JU-CSE-NLP’s Cascaded Speech to Text Translation Systems for IWSLT 2025 in Indic Track
Debjit Dhar | Soham Lahiri | Tapabrata Mondal | Sivaji Bandyopadhyay
Proceedings of the 22nd International Conference on Spoken Language Translation (IWSLT 2025)
Debjit Dhar | Soham Lahiri | Tapabrata Mondal | Sivaji Bandyopadhyay
Proceedings of the 22nd International Conference on Spoken Language Translation (IWSLT 2025)

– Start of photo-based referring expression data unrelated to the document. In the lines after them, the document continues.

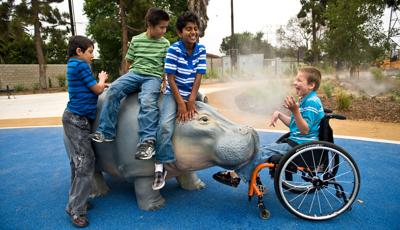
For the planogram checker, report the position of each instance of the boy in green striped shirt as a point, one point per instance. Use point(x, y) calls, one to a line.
point(145, 56)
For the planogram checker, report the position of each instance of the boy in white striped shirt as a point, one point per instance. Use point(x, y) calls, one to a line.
point(185, 64)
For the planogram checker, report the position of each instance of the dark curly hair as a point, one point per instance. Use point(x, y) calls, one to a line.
point(186, 17)
point(154, 15)
point(78, 41)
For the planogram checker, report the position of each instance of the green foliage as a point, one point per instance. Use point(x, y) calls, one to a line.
point(62, 80)
point(327, 88)
point(211, 74)
point(247, 43)
point(355, 33)
point(110, 66)
point(19, 87)
point(105, 27)
point(17, 44)
point(343, 100)
point(35, 87)
point(377, 74)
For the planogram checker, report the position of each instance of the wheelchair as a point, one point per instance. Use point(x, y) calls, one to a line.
point(315, 181)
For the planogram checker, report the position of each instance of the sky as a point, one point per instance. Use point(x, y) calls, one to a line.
point(249, 15)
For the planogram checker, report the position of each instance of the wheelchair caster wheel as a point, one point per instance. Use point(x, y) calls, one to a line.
point(265, 214)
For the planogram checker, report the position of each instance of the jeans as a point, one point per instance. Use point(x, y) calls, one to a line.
point(164, 149)
point(262, 155)
point(82, 160)
point(149, 88)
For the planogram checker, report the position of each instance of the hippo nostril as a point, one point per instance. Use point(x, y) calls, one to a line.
point(244, 130)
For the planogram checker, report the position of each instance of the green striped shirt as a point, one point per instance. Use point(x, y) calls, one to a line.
point(147, 55)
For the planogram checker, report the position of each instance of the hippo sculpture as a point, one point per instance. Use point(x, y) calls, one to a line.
point(207, 140)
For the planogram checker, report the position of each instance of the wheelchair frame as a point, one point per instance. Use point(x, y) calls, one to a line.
point(321, 182)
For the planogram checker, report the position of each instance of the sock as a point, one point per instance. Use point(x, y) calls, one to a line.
point(159, 167)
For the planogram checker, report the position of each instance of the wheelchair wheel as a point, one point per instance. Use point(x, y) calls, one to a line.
point(317, 181)
point(300, 186)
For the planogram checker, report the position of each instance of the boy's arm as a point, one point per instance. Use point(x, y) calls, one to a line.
point(281, 116)
point(191, 107)
point(291, 104)
point(181, 114)
point(101, 85)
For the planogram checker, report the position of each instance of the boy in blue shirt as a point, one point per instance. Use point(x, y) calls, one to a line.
point(77, 120)
point(306, 114)
point(185, 64)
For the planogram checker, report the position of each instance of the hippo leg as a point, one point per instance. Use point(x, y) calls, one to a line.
point(99, 186)
point(146, 197)
point(190, 181)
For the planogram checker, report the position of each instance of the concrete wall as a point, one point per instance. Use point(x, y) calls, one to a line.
point(28, 74)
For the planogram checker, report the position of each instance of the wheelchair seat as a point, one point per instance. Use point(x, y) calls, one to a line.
point(317, 180)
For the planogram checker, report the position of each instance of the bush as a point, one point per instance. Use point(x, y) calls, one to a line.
point(343, 100)
point(19, 87)
point(35, 86)
point(327, 88)
point(211, 74)
point(377, 74)
point(62, 80)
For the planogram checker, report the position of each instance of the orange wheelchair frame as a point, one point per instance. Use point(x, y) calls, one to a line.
point(308, 180)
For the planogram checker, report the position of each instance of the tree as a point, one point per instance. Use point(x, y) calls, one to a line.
point(199, 7)
point(248, 43)
point(312, 11)
point(113, 23)
point(293, 37)
point(38, 13)
point(354, 33)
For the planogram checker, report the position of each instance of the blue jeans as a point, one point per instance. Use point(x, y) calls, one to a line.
point(81, 159)
point(149, 88)
point(164, 149)
point(263, 154)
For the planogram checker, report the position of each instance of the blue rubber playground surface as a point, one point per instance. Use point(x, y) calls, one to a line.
point(35, 177)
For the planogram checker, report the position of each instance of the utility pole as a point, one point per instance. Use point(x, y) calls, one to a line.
point(72, 17)
point(233, 51)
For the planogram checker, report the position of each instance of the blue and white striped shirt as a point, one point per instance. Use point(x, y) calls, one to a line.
point(312, 111)
point(184, 67)
point(82, 100)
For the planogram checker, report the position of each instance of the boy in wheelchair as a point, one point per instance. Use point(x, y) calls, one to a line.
point(303, 123)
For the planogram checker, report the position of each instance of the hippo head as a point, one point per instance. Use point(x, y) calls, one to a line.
point(210, 139)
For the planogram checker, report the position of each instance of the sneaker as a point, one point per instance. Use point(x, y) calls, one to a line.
point(145, 150)
point(79, 221)
point(99, 137)
point(159, 180)
point(225, 177)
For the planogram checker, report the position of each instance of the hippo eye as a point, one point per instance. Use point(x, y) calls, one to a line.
point(203, 119)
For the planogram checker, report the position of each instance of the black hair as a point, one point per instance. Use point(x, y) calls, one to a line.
point(313, 75)
point(154, 15)
point(186, 17)
point(78, 42)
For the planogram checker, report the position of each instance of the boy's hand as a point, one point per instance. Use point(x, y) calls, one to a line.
point(274, 119)
point(291, 104)
point(103, 76)
point(181, 113)
point(191, 109)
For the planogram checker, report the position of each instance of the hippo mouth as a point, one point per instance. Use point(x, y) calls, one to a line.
point(234, 152)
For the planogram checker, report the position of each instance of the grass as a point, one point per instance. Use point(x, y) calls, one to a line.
point(343, 100)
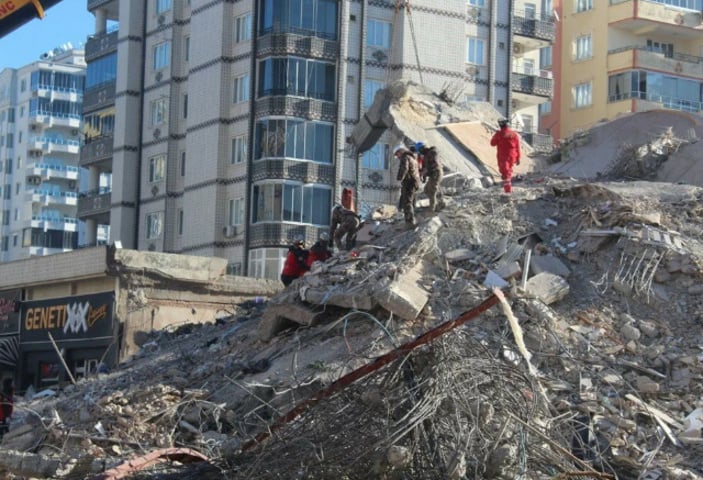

This paper presents the submission of the Jadavpur University Computer Science and Engineering Natural Language Processing (JU-CSENLP) Laboratory to the International Conference on Spoken Language Translation (IWSLT) 2025 Indic track, addressing the speech-to-text translation task in both English-to-Indic (Bengali, Hindi, Tamil) and Indic-to-English directions. To tackle the challenges posed by low resource Indian languages, we adopt a cascaded approach leveraging state-of-the-art pre-trained models. For English-to-Indic translation, we utilize OpenAI’s Whisper model for Automatic Speech Recognition (ASR), followed by the Meta’s No Language Left Behind (NLLB)-200-distilled-600M model finetuned for Machine Translation (MT). For the reverse direction, we employ the AI4Bharat’s IndicConformer model for ASR and IndicTrans2 finetuned for MT. Our models are fine-tuned on the provided benchmark dataset to better handle the linguistic diversity and domain-specific variations inherent in the data. Evaluation results demonstrate that our cascaded systems achieve competitive performance, with notable BLEU and chrF++ scores across all language pairs. Our findings highlight the effectiveness of combining robust ASR and MT components in a cascaded pipeline, particularly for low-resource and morphologically rich Indian languages.